Over the course of one weekend, Hamm had become a single mother-of-two. However, everything had happened so quickly that she was ill-prepared for the practical realities of caring for toddlers. Hamm had to hurry to track down two car seats and double cribs. Meanwhile, her colleagues at the hospital were happy to donate toys and clothes.
As Hamm adjusted to her sudden new life as a parent, Delilah remained desperately sick in the hospital. The infant underwent surgery to drain fluid from her brain, and at one point it was touch-and-go whether she would even pull through.
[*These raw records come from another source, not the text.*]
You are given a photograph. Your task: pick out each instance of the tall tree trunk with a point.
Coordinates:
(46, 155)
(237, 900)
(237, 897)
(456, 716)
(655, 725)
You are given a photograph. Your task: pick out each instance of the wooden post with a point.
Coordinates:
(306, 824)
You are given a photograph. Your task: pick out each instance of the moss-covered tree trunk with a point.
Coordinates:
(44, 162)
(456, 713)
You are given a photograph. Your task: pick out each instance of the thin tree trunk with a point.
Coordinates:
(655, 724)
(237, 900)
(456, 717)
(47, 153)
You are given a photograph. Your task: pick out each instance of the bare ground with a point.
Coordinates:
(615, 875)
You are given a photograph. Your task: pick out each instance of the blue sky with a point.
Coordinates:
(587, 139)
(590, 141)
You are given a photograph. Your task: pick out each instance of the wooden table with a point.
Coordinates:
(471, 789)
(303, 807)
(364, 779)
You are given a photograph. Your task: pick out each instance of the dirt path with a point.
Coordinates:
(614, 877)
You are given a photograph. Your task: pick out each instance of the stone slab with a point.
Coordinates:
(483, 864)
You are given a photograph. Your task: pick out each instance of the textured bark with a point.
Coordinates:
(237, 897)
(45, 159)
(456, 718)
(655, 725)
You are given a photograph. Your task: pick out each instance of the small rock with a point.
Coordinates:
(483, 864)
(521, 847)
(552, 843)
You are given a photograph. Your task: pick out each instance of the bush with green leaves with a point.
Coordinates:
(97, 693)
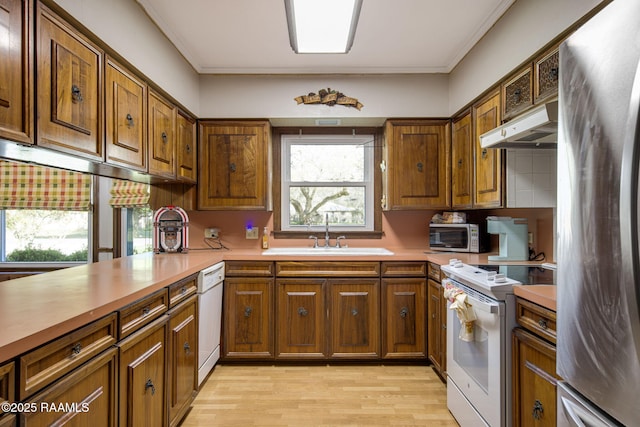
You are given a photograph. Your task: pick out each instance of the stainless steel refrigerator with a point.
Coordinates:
(598, 217)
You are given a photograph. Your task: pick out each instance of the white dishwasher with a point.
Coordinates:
(210, 318)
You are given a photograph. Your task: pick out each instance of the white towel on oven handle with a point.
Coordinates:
(464, 310)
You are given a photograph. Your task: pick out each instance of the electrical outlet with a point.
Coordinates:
(211, 233)
(252, 233)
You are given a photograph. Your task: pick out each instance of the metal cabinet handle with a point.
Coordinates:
(538, 410)
(76, 93)
(149, 385)
(75, 350)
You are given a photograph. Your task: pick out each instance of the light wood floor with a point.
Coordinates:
(321, 396)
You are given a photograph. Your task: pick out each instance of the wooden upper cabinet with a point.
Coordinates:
(488, 176)
(16, 71)
(69, 87)
(462, 163)
(126, 124)
(417, 162)
(234, 165)
(186, 148)
(162, 136)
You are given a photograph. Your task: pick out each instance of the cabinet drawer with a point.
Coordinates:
(434, 271)
(517, 93)
(536, 319)
(7, 383)
(327, 269)
(182, 290)
(142, 312)
(46, 364)
(403, 269)
(248, 268)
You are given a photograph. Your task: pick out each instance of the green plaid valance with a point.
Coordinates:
(128, 194)
(27, 186)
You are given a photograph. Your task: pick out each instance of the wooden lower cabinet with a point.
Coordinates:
(301, 318)
(534, 380)
(248, 322)
(354, 318)
(404, 310)
(182, 376)
(86, 397)
(143, 376)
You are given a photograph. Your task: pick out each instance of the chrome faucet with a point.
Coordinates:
(326, 230)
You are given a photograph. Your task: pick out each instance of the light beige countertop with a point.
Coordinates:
(39, 308)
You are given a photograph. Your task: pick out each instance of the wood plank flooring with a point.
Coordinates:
(321, 396)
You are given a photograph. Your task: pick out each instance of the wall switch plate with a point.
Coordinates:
(211, 233)
(252, 233)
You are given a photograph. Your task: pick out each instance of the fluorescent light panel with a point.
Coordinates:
(322, 26)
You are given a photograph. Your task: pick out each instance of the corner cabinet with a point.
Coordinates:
(489, 165)
(69, 87)
(16, 70)
(416, 165)
(234, 165)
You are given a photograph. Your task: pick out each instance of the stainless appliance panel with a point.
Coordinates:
(598, 269)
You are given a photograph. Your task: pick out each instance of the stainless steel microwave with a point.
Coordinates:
(458, 238)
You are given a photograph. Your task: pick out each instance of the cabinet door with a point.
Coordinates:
(16, 75)
(434, 330)
(354, 318)
(69, 87)
(462, 163)
(301, 318)
(183, 365)
(234, 165)
(186, 148)
(404, 317)
(488, 182)
(534, 380)
(418, 165)
(126, 124)
(142, 376)
(162, 140)
(248, 317)
(87, 397)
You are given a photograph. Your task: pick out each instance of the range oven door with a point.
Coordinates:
(478, 368)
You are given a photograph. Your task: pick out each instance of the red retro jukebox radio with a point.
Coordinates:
(171, 230)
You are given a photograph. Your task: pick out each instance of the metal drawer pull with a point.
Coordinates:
(538, 410)
(76, 93)
(75, 350)
(149, 385)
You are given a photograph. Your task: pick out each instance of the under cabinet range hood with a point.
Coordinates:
(537, 128)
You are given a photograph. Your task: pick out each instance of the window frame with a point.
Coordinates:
(278, 153)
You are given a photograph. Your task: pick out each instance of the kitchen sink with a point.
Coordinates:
(322, 251)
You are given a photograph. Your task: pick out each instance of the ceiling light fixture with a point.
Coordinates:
(322, 26)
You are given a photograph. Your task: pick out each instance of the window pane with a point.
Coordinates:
(327, 163)
(345, 206)
(46, 236)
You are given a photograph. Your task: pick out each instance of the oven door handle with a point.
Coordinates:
(487, 307)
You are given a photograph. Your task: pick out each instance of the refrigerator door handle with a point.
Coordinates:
(578, 416)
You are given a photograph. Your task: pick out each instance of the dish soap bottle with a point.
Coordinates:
(265, 238)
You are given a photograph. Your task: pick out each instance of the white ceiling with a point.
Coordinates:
(393, 36)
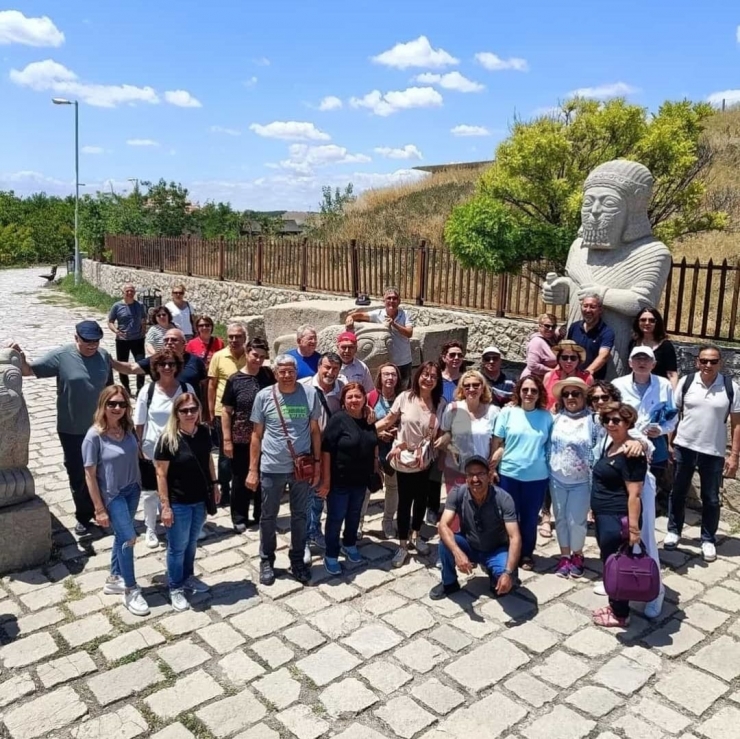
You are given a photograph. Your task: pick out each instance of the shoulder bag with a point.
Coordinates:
(304, 466)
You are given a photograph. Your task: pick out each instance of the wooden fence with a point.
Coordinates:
(700, 300)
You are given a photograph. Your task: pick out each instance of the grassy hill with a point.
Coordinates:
(405, 214)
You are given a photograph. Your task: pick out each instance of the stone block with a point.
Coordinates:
(427, 341)
(28, 526)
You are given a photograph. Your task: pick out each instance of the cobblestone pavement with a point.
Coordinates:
(361, 657)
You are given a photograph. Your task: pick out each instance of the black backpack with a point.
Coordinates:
(729, 389)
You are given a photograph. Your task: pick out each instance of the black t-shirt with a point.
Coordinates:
(193, 371)
(239, 393)
(352, 445)
(483, 526)
(609, 482)
(188, 476)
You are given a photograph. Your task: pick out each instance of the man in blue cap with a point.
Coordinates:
(82, 370)
(488, 532)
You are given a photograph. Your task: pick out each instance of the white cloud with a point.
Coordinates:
(330, 103)
(303, 159)
(226, 131)
(52, 76)
(604, 92)
(290, 131)
(450, 81)
(182, 98)
(16, 28)
(418, 53)
(729, 97)
(494, 63)
(407, 152)
(465, 130)
(391, 102)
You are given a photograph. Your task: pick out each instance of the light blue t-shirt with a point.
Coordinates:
(526, 437)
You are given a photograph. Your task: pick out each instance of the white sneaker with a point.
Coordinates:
(178, 600)
(150, 539)
(195, 585)
(134, 601)
(653, 609)
(708, 551)
(670, 541)
(399, 557)
(114, 585)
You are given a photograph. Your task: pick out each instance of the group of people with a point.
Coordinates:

And if she did, what condition Delilah would be in. Understandably, the uncertainty provided high anxiety for Hamm.
As she recalled to Inside Edition, “To be honest I didn’t know what kind of state she was gonna come out in. If she was developmentally delayed. If she was even going to survive the injury.” Mercifully, Delilah was made of tough stuff and made it through the procedure. Nevertheless, her struggles were not over and she had to remain in hospital for the next four weeks. Hamm remembered, “That first month was very stressful. She wasn’t eating. She wasn’t really responsive. I mean she would smile a little bit. She would hold your hand but she was so weak.”
But thankfully, little Delilah dug deep, defied all the odds and made good on her recovery. One month after Caroline had moved in with Hamm, the patient was able to leave Wolfson Children’s Hospital and join them. However, for both girls, the journey to recovery did not end there.
When Hamm first met the abused and neglected sisters, both were too weak to sit upright unaided. Furthermore, Delilah was unable to even hold a feed bottle. So as well as psychologically, the twins needed building up physically. But with the nurse’s steady and gentle encouragement, the girls went from strength to strength.
Subsequently, on Halloween 2017, Hamm formally adopted Delilah and Caroline. And, although the process had only begun some seven months earlier and had been a fairly spontaneous decision, Hamm could not have been happier. “I’ve always wanted a family,” she admitted to Inside Edition. “[Adoption] wasn’t part of my plan, but once I met them… I made the decision in my heart to open my home up and give them somewhere safe.”
After a year in Hamm’s loving care, both girls were thriving. By March 2018, the twins had ticked off many of the developmental milestones expected from two-year-olds. But it has to be said that the transformation Delilah had undergone was particularly astonishing.
Proudly reeling off her daughter’s achievements, Hamm revealed, “She’s walking now. She’s talking. She’s a great eater. You wouldn’t even know that she has gone through the trauma that she’s been through. I might be biased, but I think [the twins] are doing amazingly.”
Now, Hamm’s days are filled with wonder as she rediscovers the world through her children’s eyes. As a result, the nurse is keen to encourage prospective parents to explore the adoption route and perhaps make a serious difference. As Hamm told Action News Jax, “I hope when people hear my story it opens them up to the possibilities of adopting.”